Por: Alberto Peláez / @pelaez_alberto
Los últimos días fue el propio Raúl quien pidió que le llevaran a su casa para morir en paz. Como hombre nació y como hombre murió.
En su cama, el alma del pequeño Raúl se fue hacia el Infinito de la Luz. Pero dejó a todo el mundo una lección de vida.
Leí la noticia en los periódicos. Sin embargo, la nota no fue su muerte heroica, su lucha titánica.
Toda aquella hazaña, envuelta en dignidad, la mancilló la empresa funeraria y el dinero, el cochino dinero.

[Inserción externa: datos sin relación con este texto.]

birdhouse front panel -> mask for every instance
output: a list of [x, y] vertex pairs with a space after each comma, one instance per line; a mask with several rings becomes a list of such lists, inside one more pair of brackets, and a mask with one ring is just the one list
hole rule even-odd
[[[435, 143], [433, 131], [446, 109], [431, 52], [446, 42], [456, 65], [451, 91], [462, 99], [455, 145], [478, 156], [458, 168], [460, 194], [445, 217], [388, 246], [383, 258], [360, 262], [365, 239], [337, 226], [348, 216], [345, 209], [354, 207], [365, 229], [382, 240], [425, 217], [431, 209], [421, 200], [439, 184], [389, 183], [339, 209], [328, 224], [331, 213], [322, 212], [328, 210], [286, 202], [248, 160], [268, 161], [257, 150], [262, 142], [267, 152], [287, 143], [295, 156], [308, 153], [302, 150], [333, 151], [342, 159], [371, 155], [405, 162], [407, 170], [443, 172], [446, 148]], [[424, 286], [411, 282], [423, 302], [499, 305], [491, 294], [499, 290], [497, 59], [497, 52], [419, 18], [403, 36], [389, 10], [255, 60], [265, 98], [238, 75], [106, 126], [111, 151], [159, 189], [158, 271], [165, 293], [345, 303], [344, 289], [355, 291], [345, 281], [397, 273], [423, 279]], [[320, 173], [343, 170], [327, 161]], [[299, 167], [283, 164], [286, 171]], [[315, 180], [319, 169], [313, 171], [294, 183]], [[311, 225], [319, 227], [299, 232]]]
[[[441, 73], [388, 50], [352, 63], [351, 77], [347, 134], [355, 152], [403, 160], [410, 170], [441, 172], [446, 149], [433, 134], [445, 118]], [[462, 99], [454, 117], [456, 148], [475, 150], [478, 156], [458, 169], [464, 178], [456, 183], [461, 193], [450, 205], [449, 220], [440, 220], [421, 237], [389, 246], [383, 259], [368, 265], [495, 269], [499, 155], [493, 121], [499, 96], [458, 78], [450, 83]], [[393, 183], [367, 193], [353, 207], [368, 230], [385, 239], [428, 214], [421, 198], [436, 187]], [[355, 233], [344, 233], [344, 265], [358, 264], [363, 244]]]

Los padres de Raúl –gente obrera que vive en la localidad de Fuenlabrada al sur de Madrid-, no disponían de 1.800 dólares que es lo que costaba trasladar el cadáver de Raúl.
Cuando llegaron los operarios y se iban a llevar el cuerpo inerte reclamaron el dinero. Los padres no lo tenían. Lo que si tenían era la tragedia de haber perdido a su hijo. De manera lacónica y fría como el cadáver de Raúl, los operarios dejaron su cuerpo en un sofá de la casa. Se negaron a trasladarlo al lugar donde tendrían que velarle.
Entonces sí se convirtió en noticia que saltó a varios medios de comunicación en España. Aquellos canallas desalmados de espíritu, dejaron veinte horas a aquel cuerpo, entre el desconsuelo de su madre y la impotencia de su padre.
Le velaron en el sofá hasta que finalmente, entre todos los vecinos, hicieron una colecta y pagaron el velorio. Tuvieron que ser ellos, los vecinos y no las autoridades, esas que dicen que representan a los ciudadanos. Fueron las autoridades las que permitieron la indignidad, la vejación, especialmente después de una lucha que se convirtió en esa lección de vida, en ese abrevadero de todos los que conocieron al pequeño Raúl.
Cuando leí la noticia aplaudí desde dentro hasta romperme las manos del alma en un homenaje de agradecimiento eterno al gran Raúl. Cuando leí la noticia me produjo tal repulsa ese camino de vilipendio que desencadenó en un asco por todos los que estuvieron involucrados, desde los desarmados operarios a las autoridades.